Museum Receives Corrections-related Collection from Grand Traverse County (MI) Sheriff’s Office

Museum Receives Corrections-related Collection from Grand Traverse County (MI) Sheriff’s Office

As we celebrate National Correctional Officers and Employees Week (May 6-12), we’d like to share some interesting corrections-related artifacts the Museum recently acquired.

Last week, the Grand Traverse County (MI) Sheriff’s Office donated a unique collection, which includes a handcrafted contraband weapon confiscated from an inmate at the Grand Traverse County Correctional Facility in 1971; a makeshift bullet; other accessories and design sketches; and a print magazine with a bullet hole.

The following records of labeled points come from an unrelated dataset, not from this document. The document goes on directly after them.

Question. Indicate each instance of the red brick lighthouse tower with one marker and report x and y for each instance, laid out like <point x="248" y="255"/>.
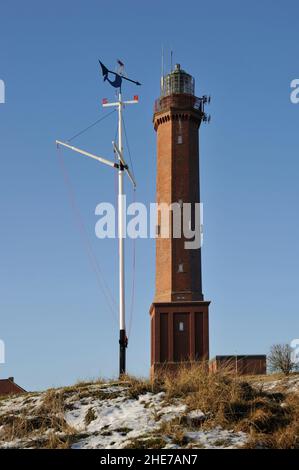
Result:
<point x="179" y="314"/>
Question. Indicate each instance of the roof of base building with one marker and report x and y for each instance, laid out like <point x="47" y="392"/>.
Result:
<point x="9" y="387"/>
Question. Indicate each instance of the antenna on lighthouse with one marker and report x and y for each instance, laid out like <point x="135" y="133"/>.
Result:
<point x="121" y="166"/>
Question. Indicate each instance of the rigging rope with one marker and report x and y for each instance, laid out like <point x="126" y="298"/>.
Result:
<point x="134" y="242"/>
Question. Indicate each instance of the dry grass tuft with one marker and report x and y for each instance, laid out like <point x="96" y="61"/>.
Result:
<point x="229" y="401"/>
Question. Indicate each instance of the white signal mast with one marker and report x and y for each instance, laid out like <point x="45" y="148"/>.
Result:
<point x="121" y="166"/>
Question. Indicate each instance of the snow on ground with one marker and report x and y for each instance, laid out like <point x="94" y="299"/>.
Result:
<point x="107" y="417"/>
<point x="286" y="384"/>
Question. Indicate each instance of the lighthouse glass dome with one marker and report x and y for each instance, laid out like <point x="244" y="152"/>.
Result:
<point x="177" y="82"/>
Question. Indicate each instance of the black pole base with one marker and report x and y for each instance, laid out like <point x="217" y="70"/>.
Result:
<point x="123" y="343"/>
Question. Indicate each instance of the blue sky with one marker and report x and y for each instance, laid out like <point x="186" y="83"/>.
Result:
<point x="54" y="319"/>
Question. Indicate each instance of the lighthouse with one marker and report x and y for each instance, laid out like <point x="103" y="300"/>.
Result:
<point x="179" y="314"/>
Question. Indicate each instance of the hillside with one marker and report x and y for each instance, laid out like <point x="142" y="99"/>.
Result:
<point x="197" y="410"/>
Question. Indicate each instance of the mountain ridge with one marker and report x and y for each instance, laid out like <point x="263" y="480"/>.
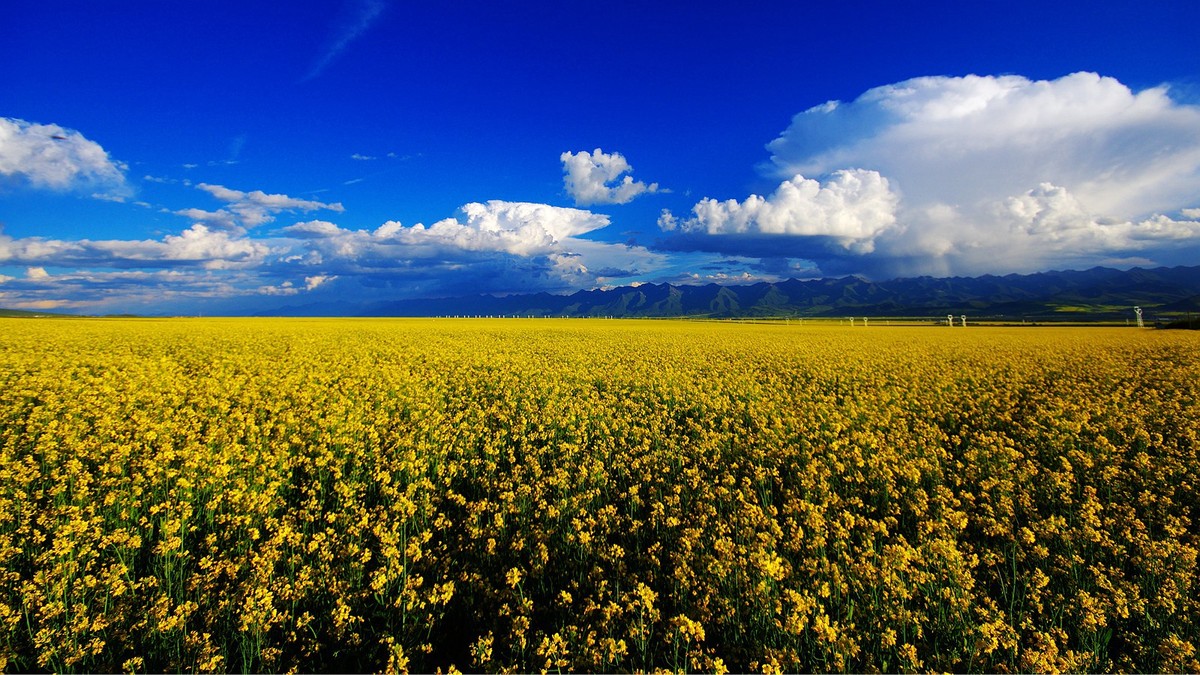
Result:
<point x="1096" y="293"/>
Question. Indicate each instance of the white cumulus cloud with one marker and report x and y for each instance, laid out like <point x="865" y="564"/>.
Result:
<point x="852" y="208"/>
<point x="987" y="174"/>
<point x="53" y="157"/>
<point x="250" y="209"/>
<point x="589" y="178"/>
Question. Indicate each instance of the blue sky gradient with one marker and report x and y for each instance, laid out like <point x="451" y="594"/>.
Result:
<point x="171" y="157"/>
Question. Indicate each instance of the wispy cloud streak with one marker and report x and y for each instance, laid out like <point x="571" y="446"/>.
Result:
<point x="359" y="21"/>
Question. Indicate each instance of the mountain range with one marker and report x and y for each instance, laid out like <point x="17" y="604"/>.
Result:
<point x="1097" y="293"/>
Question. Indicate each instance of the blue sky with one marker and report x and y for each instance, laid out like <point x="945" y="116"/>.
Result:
<point x="177" y="157"/>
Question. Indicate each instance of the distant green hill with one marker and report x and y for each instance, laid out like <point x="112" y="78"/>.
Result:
<point x="1093" y="294"/>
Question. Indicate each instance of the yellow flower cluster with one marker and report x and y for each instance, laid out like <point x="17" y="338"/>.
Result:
<point x="382" y="495"/>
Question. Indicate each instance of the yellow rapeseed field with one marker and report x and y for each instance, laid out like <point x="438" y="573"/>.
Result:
<point x="370" y="495"/>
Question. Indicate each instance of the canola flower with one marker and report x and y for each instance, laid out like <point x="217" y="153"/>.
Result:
<point x="384" y="495"/>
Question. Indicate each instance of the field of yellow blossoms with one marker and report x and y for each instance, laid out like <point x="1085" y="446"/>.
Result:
<point x="381" y="495"/>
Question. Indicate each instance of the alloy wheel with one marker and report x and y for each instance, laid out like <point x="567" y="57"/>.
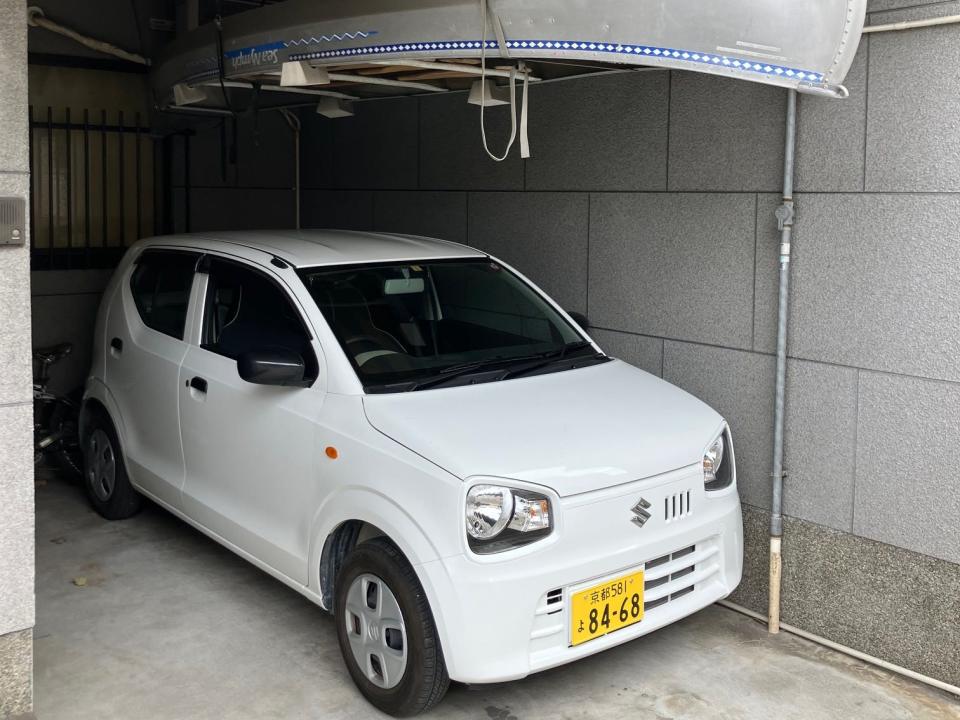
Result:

At the correctional facility, these items were voluntarily given up to corrections officers after an inmate test-fired the weapon into a magazine (an issue of Argosy, an American pulp magazine published from 1882-1978). After drawing up plans on scrap paper, the inmate crafted the body of the weapon out of paper, including cigarette paper and gum wrappers. A piece of his bed frame made the weapon’s barrel. The bullet is the metal, eraser-end of a pencil, and match-heads were smashed up to provide gunpowder. The bullet could be loaded into the barrel using a paper casing like a wad, similar to the way muzzles are loaded. When the inmate test-fired the “gun,” the “bullet” nearly punctured all the way through the magazine.

R0291.2 Pistol;
handmade contraband weapon made mainly of paper 
R0291.3 Bullet; metal eraser-end of a pencil used as bullet in handmade weapon
R0291.1 Sketches; pencil drawings of weapon design
R0291.6
Serial: Argosy with partial
bullet-hole at center

Officers tossed the weapon and related materials into a drawer where they remained until rediscovered in the 1990s. The items were then put on display in their academy training room, used to inform officers about how inmates may create contraband weapons using whatever time, tools, and materials they can get.

It is interesting to note that Grand Traverse County Correctional facility became a non-smoking facility in 2000; matches and cigarettes are no longer allowed.

This fascinating collection is one example of how the corrections profession will be highlighted in the National Law Enforcement Museum.